I know Netflix has an API, but because 2009 is a finished year, I wouldn’t expect the New York Times to write REST API requests more than the first time it took to collect the data. Creating a map reflective of the past is much easier than to see what’s happening at this very moment.
By examining Safari’s Activity window, I can see several assets are loaded for the Flash map:
- http://graphics8.nytimes.com/packages/flash/newsgraphics/2010/0108-netflix/data/cities.txt
- http://graphics8.nytimes.com/packages/flash/newsgraphics/2010/0108-netflix/data/ranks.amf.swf
- http://graphics8.nytimes.com/packages/flash/newsgraphics/2010/0108-netflix/data/scores_and_images.txt
- http://graphics8.nytimes.com/packages/flash/newsgraphics/2010/0108-netflix/data/top_movies.txt
- http://graphics8.nytimes.com/packages/flash/newsgraphics/2010/0108-netflix/data/zips.amf.swf
- http://graphics8.nytimes.com/packages/flash/newsgraphics/2010/0108-netflix/data/zips_ms1.swf
- http://graphics8.nytimes.com/packages/flash/newsgraphics/2010/0108-netflix/NetflixGraphic2.swf
It appears the text files are tab-delimited, which means the Flash presentation’s source code accesses the text file at its respective URL, and then loops through each line of the text file, knowing to act differently when encountering each piece of text after a tab. For example, the cities.txt file loads a rudimentary profile on each metropolitan area, complete with latitude and longitude coordinates. scores_and_images.txt and top_movies.txt seem to load similarly formatted data. More curiously, the hard part would be the mapping of the ZIP codes, which could have been done manually or at least collected once manually and reused for this project. It’s difficult to say.

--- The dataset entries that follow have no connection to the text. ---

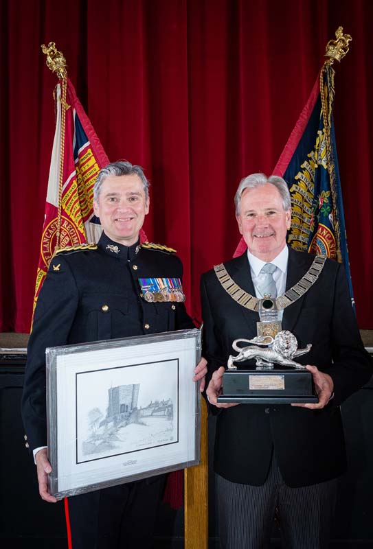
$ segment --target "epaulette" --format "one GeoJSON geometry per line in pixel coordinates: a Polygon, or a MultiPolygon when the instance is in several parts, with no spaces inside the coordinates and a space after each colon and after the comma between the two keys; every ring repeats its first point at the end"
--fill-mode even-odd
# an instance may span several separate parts
{"type": "Polygon", "coordinates": [[[173,248],[169,248],[168,246],[163,244],[155,244],[154,242],[143,242],[140,244],[140,248],[144,248],[146,250],[157,250],[159,252],[166,252],[166,253],[176,253],[176,250],[173,248]]]}
{"type": "Polygon", "coordinates": [[[94,242],[88,244],[76,244],[75,246],[66,246],[65,248],[60,248],[56,250],[53,254],[53,257],[63,252],[80,252],[87,251],[87,250],[97,250],[97,244],[94,242]]]}

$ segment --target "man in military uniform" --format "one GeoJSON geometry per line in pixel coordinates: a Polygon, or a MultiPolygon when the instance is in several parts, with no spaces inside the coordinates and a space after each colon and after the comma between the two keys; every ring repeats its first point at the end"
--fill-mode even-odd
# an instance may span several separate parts
{"type": "MultiPolygon", "coordinates": [[[[368,382],[371,361],[343,265],[286,246],[291,211],[286,182],[253,174],[240,183],[235,202],[247,250],[201,279],[207,395],[217,414],[221,547],[269,547],[278,506],[284,548],[326,549],[337,478],[346,467],[339,405],[368,382]],[[309,276],[317,271],[318,277],[309,276]],[[318,403],[219,402],[234,340],[255,337],[259,300],[276,298],[282,330],[292,332],[299,348],[312,344],[297,361],[311,372],[318,403]]],[[[255,366],[251,361],[249,367],[255,366]]]]}
{"type": "MultiPolygon", "coordinates": [[[[56,500],[47,489],[46,347],[194,327],[182,302],[183,266],[174,250],[139,243],[149,211],[142,168],[129,162],[102,168],[93,205],[101,238],[97,245],[62,250],[51,261],[27,349],[22,414],[39,493],[50,502],[56,500]],[[140,281],[154,279],[172,281],[178,300],[144,299],[140,281]]],[[[196,368],[194,381],[203,377],[205,364],[196,368]]],[[[70,498],[73,549],[151,547],[164,482],[162,475],[70,498]]]]}

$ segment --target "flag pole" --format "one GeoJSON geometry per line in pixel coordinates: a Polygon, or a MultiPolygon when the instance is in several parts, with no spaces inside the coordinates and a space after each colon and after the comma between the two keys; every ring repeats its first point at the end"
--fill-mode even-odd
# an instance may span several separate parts
{"type": "MultiPolygon", "coordinates": [[[[54,73],[61,84],[62,97],[60,99],[61,104],[61,128],[60,128],[60,147],[58,176],[58,213],[57,215],[57,230],[56,233],[56,242],[55,251],[60,248],[61,233],[61,206],[62,191],[63,187],[63,161],[65,154],[65,128],[66,121],[66,110],[70,105],[66,103],[66,89],[67,85],[67,65],[66,59],[62,51],[58,51],[54,42],[49,42],[47,46],[41,45],[43,53],[47,56],[45,63],[48,69],[54,73]]],[[[56,97],[55,97],[56,99],[56,97]]],[[[56,100],[58,100],[58,99],[56,100]]]]}

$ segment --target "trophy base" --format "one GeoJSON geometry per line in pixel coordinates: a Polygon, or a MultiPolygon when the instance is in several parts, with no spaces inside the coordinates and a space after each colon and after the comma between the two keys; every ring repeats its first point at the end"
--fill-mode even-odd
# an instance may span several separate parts
{"type": "Polygon", "coordinates": [[[218,402],[307,404],[318,402],[308,370],[236,370],[223,375],[218,402]]]}

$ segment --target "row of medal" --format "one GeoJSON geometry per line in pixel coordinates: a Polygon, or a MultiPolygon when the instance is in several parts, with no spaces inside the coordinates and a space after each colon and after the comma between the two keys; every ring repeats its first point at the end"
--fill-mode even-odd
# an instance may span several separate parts
{"type": "Polygon", "coordinates": [[[180,279],[139,279],[142,296],[148,303],[185,301],[180,279]]]}

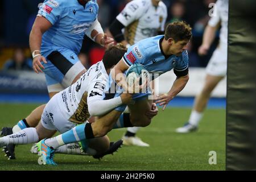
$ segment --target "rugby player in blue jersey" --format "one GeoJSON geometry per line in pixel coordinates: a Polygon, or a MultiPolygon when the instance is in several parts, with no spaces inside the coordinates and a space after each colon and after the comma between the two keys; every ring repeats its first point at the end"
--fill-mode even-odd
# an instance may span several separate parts
{"type": "MultiPolygon", "coordinates": [[[[29,42],[33,69],[36,73],[44,72],[50,98],[86,71],[77,57],[85,35],[105,47],[113,44],[97,20],[98,11],[96,0],[46,0],[40,6],[29,42]]],[[[3,128],[2,135],[35,127],[44,107],[37,107],[13,128],[3,128]]],[[[14,147],[5,148],[9,159],[15,159],[14,147]]]]}

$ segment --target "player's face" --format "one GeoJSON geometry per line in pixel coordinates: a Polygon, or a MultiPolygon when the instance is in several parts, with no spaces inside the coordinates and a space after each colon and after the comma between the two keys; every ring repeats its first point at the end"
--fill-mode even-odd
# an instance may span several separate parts
{"type": "Polygon", "coordinates": [[[172,53],[176,56],[180,55],[182,52],[187,49],[188,43],[188,40],[180,40],[177,42],[173,41],[171,47],[172,53]]]}

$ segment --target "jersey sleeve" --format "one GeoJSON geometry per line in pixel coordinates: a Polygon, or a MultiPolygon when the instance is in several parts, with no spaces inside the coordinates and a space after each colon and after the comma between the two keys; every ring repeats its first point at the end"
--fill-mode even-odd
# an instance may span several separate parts
{"type": "Polygon", "coordinates": [[[125,64],[130,67],[134,63],[143,64],[148,57],[149,53],[146,53],[142,46],[137,43],[128,48],[123,56],[123,59],[125,64]]]}
{"type": "Polygon", "coordinates": [[[144,11],[144,7],[141,1],[132,1],[125,6],[124,9],[117,16],[117,19],[126,27],[139,19],[144,11]]]}
{"type": "Polygon", "coordinates": [[[165,26],[166,26],[166,19],[167,19],[167,8],[166,7],[166,5],[163,2],[162,6],[161,6],[163,15],[162,17],[160,17],[160,21],[161,22],[161,26],[160,27],[160,31],[165,31],[165,26]]]}
{"type": "Polygon", "coordinates": [[[217,1],[213,7],[213,12],[212,16],[208,22],[208,25],[211,27],[216,27],[220,21],[220,2],[217,1]]]}
{"type": "Polygon", "coordinates": [[[188,73],[188,55],[187,51],[183,51],[179,60],[174,69],[177,76],[186,76],[188,73]]]}
{"type": "Polygon", "coordinates": [[[106,80],[105,79],[94,79],[93,81],[90,82],[87,96],[88,105],[90,102],[104,99],[104,90],[106,84],[106,80]]]}
{"type": "Polygon", "coordinates": [[[38,16],[46,18],[54,24],[61,15],[63,7],[57,0],[46,0],[40,6],[38,16]]]}

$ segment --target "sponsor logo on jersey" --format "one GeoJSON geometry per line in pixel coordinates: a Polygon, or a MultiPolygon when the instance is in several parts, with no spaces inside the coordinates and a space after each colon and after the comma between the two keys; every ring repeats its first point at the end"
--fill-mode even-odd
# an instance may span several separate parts
{"type": "MultiPolygon", "coordinates": [[[[63,93],[61,94],[62,96],[62,100],[63,102],[65,104],[65,106],[66,107],[68,113],[70,112],[69,107],[68,107],[68,97],[67,97],[67,93],[65,92],[63,92],[63,93]]],[[[47,113],[46,114],[48,115],[47,113]]]]}
{"type": "Polygon", "coordinates": [[[52,10],[52,7],[49,7],[47,5],[46,5],[46,6],[44,7],[44,10],[46,11],[48,14],[51,14],[51,12],[52,10]]]}
{"type": "Polygon", "coordinates": [[[130,52],[130,53],[126,55],[126,57],[132,63],[134,63],[135,61],[136,61],[136,57],[133,54],[133,52],[131,51],[130,52]]]}
{"type": "Polygon", "coordinates": [[[92,7],[90,7],[89,8],[89,11],[90,11],[90,13],[93,13],[93,8],[92,7]]]}
{"type": "Polygon", "coordinates": [[[98,75],[97,76],[96,78],[98,78],[99,77],[100,77],[101,76],[101,75],[102,75],[102,73],[98,73],[98,75]]]}
{"type": "Polygon", "coordinates": [[[76,145],[76,144],[67,146],[67,148],[69,148],[69,149],[75,149],[75,148],[80,148],[79,145],[76,145]]]}
{"type": "Polygon", "coordinates": [[[143,57],[143,56],[142,56],[142,54],[141,53],[141,51],[139,51],[138,46],[134,47],[134,48],[133,48],[133,50],[134,51],[136,55],[137,55],[138,58],[139,58],[139,59],[142,59],[143,57]]]}
{"type": "Polygon", "coordinates": [[[49,3],[49,4],[52,5],[52,6],[53,6],[55,7],[57,7],[59,6],[59,3],[57,2],[57,1],[49,0],[49,1],[47,2],[49,3]]]}
{"type": "Polygon", "coordinates": [[[98,72],[98,66],[100,65],[100,62],[98,62],[98,63],[97,63],[96,65],[96,70],[95,71],[96,72],[98,72]]]}
{"type": "Polygon", "coordinates": [[[79,34],[85,32],[88,28],[92,26],[92,23],[84,23],[79,24],[74,24],[73,29],[70,31],[72,34],[79,34]]]}
{"type": "Polygon", "coordinates": [[[129,15],[126,12],[125,12],[125,11],[123,11],[123,10],[121,12],[121,14],[125,18],[125,19],[126,19],[127,20],[128,20],[128,19],[129,19],[129,18],[131,17],[130,15],[129,15]]]}
{"type": "Polygon", "coordinates": [[[103,91],[105,89],[105,85],[104,84],[101,83],[100,82],[96,82],[93,88],[94,89],[98,89],[101,90],[101,91],[103,91]]]}
{"type": "Polygon", "coordinates": [[[128,6],[128,8],[131,11],[134,12],[139,8],[139,6],[138,6],[138,5],[136,5],[136,4],[131,4],[131,5],[130,5],[129,6],[128,6]]]}
{"type": "Polygon", "coordinates": [[[89,95],[89,97],[93,97],[93,96],[102,96],[102,95],[101,94],[98,92],[93,92],[93,90],[92,90],[92,92],[90,93],[90,94],[89,95]]]}

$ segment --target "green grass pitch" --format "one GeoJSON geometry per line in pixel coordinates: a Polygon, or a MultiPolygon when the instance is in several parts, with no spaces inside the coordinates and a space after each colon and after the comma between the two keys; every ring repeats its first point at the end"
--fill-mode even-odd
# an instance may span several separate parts
{"type": "MultiPolygon", "coordinates": [[[[13,126],[38,105],[0,104],[0,128],[13,126]]],[[[225,170],[225,110],[206,110],[199,131],[181,134],[175,129],[183,125],[189,108],[169,107],[155,117],[138,136],[150,147],[123,146],[114,155],[101,160],[87,156],[56,154],[56,167],[39,166],[38,156],[29,152],[31,144],[16,148],[16,160],[7,160],[0,152],[0,170],[225,170]],[[217,152],[217,164],[209,164],[209,152],[217,152]]],[[[109,133],[111,140],[119,139],[125,129],[109,133]]]]}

The Flash map was created by Matthew Bloch, Amanda Cox, Jo Craven McGinty and Kevin Quealy. It’s a shame that many of these very crucial people don’t have stronger Web presences with which to share their secrets. Interestingly, at least one of these people is a traditional reporter, which means the data could have been uncovered by other means, especially because I don’t see a ZIP code or location-based REST method in the Netflix API. I didn’t know gumption was still alive.
I would be remiss if I didn’t look at the top 10 movies rented in my ZIP code, and seeing as the maps are limited to 12 metropolitan areas, I’m lucky I can see mine:
- The Curious Case of Benjamin Button
- Slumdog Millionaire
- Gran Torino
- Burn After Reading
- Changeling
- Doubt
- Milk
- Body of Lies
- Seven Pounds
- The Wrestler
Like everywhere else, The Curious Case of Benjamin Button was the most popular. I caught most of it on a 14-hour plane trip last year. It wasn’t that good.
Update on 1/21/09: The Society for News Design posted an article of The New York Times’s own Kevin Quealy talking about the process by which the Netflix interactive graphic was created. Like I suspected, they did not use the Netflix API but spoke with Netflix directly. They also used MapShaper, Matthew Bloch’s mapping framework, to map polygons on ZIP code areas.
It’s discouraging to read that every time I see something cool I would like to replicate, I would have to learn GIS and ArcView, but at least I know it’s there if I want to take the jump, although realistically speaking, there’s no reason a Flash designer/ActionScript developer has to be a geography guru, too.